Citing reports filed Wednesday with the Federal Election Commission, The Charlotte Observer said organizers raised $24.1 million in cash and in-kind contributions to cover the cost of the convention. The committee had agreed contractually to raise as much as $36.6 million but faced obstacles, including newly imposed restrictions by the Democratic Party on accepting contributions from corporations and lobbyists.
Host Committee Chief Executive Officer Dan Murrey said cost-cutting steps reduced the budget for the convention to $31.3 million, the newspaper reported.
The committee made up for the shortfall by using $7.9 million of a $10 million line of credit provided by Duke Energy, which is based in Charlotte. The company had guaranteed the line of credit in 2011 to help draw the convention to Charlotte.
The host committee has until Feb. 28 to repay the loan -- $7.4 million to Bank of America, and $500,000 to Mechanics & Farmers Bank.
Murrey said funds to repay the loan will not come from President Barack Obama's re-election campaign or the Democratic National Committee, so the committee will keep raising funds on its own.
The FEC documents show the committee raised funds through two organizations -- Committee for Charlotte 2012, which limited individual donor contributions to $100,000 and did not accept corporate cash contributions, and New American City, which generally promoted Charlotte and was permitted to accept corporate cash and larger contributions.
New American City accepted $5 million from Bank of America, $4.1 million from Duke Energy and $2 million from Dreamworks II Financial.

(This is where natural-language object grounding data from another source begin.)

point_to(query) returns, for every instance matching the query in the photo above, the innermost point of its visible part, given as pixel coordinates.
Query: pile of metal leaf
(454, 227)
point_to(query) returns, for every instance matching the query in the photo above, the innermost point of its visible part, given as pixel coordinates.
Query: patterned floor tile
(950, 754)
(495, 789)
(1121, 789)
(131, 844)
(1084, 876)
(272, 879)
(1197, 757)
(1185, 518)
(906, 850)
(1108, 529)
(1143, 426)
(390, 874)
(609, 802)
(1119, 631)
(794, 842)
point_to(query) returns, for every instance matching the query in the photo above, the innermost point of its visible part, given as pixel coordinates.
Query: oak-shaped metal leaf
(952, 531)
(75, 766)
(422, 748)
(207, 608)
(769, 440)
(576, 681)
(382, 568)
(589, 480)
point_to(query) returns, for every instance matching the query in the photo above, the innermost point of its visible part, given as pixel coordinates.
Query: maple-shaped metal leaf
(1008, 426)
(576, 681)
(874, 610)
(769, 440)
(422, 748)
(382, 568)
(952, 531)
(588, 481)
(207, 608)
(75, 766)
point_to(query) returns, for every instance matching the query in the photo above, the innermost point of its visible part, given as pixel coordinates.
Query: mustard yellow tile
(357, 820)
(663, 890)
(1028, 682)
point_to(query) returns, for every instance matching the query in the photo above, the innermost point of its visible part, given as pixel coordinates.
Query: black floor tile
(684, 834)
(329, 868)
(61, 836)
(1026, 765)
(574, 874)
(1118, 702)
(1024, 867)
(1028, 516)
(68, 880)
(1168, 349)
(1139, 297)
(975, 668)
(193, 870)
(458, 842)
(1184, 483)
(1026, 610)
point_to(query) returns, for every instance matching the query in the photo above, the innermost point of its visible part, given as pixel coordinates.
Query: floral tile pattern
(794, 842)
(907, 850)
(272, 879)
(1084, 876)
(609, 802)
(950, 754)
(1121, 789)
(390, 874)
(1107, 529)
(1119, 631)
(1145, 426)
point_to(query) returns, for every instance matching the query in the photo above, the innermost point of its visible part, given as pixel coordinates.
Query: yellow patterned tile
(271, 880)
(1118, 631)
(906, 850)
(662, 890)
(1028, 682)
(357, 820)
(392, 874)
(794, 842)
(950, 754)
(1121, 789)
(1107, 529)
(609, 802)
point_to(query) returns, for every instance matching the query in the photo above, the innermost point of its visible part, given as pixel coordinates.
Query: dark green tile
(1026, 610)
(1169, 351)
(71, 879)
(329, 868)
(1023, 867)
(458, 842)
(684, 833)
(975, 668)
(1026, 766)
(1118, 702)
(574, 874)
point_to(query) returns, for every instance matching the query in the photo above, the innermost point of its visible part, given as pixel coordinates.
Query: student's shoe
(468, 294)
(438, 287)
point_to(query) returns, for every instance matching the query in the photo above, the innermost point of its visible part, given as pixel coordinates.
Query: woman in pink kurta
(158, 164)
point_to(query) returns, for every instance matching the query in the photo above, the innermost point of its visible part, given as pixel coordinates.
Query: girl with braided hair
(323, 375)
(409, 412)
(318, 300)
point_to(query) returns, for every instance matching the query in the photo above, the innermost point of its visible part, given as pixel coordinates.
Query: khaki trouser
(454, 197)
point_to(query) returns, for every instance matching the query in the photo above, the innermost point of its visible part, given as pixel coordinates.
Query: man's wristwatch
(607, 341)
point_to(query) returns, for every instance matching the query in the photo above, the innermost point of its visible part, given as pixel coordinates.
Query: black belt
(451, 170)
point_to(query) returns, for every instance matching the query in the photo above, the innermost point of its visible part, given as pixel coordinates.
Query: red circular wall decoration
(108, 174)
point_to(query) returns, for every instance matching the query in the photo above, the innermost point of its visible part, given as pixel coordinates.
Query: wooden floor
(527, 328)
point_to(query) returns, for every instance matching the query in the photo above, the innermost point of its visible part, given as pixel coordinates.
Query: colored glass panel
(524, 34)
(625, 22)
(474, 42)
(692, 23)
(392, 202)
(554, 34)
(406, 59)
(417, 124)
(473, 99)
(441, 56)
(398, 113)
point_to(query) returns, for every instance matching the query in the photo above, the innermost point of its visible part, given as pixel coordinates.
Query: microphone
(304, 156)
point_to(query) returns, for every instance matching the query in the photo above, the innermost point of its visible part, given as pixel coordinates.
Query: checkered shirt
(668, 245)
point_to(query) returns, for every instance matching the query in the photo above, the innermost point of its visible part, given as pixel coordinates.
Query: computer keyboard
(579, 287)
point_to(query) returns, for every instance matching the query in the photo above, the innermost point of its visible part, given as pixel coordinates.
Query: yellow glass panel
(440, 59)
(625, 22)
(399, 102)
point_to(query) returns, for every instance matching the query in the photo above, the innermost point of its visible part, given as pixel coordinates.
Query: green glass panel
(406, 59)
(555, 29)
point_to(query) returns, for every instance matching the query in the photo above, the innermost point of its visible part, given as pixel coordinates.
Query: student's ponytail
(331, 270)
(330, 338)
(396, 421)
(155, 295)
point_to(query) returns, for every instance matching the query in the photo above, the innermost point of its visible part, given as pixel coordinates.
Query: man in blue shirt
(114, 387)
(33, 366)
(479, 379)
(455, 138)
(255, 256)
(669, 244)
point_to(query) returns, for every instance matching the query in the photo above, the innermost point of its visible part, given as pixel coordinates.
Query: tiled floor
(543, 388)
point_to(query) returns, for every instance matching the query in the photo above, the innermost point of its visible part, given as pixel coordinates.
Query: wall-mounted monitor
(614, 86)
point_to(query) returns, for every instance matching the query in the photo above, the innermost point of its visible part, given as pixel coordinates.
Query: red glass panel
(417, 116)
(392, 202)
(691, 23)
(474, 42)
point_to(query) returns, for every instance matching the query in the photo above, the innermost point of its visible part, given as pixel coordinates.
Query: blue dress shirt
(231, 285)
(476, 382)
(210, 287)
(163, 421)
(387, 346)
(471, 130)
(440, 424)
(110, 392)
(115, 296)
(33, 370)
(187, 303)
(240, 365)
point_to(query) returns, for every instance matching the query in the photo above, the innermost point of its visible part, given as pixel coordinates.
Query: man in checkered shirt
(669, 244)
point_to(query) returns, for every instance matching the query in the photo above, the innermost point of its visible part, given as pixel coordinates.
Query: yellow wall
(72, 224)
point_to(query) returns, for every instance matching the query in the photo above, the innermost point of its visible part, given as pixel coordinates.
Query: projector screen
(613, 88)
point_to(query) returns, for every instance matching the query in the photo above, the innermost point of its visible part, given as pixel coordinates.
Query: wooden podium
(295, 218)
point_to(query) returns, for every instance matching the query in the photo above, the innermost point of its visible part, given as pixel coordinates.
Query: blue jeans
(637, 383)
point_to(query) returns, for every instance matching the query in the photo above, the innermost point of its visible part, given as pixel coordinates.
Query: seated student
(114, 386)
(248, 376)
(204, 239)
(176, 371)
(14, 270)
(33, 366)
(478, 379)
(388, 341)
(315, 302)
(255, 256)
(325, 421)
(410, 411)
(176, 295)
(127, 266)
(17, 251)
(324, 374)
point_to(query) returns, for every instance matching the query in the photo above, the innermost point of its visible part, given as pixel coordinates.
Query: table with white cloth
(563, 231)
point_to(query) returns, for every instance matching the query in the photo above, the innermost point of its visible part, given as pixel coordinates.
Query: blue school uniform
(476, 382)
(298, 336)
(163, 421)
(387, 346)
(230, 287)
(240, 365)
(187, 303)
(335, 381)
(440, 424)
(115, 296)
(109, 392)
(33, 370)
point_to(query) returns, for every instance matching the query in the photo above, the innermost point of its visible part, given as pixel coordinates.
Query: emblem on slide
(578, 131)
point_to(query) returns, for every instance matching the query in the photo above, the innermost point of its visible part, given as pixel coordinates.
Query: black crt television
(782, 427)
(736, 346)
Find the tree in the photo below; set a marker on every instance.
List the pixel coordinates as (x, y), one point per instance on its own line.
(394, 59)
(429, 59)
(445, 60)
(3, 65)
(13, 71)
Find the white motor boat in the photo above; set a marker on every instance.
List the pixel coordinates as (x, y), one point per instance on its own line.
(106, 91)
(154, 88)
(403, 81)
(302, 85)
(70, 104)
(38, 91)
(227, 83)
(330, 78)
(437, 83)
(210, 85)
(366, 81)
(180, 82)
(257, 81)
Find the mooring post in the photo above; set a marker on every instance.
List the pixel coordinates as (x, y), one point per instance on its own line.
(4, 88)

Time Warner Cable, Experient, Wells Fargo and Coca-Cola also donated to New American City.
Committee for Charlotte 2012 received $1.56 million from Duke Energy and $271,864 from Bank of America in in-kind contributions, and $100,000 cash contributions from Belk Inc. Community Fund, Crandall and Erskine Bowles, entertainer Chelsea Handler and Google Chief Executive Officer Eric Schmidt.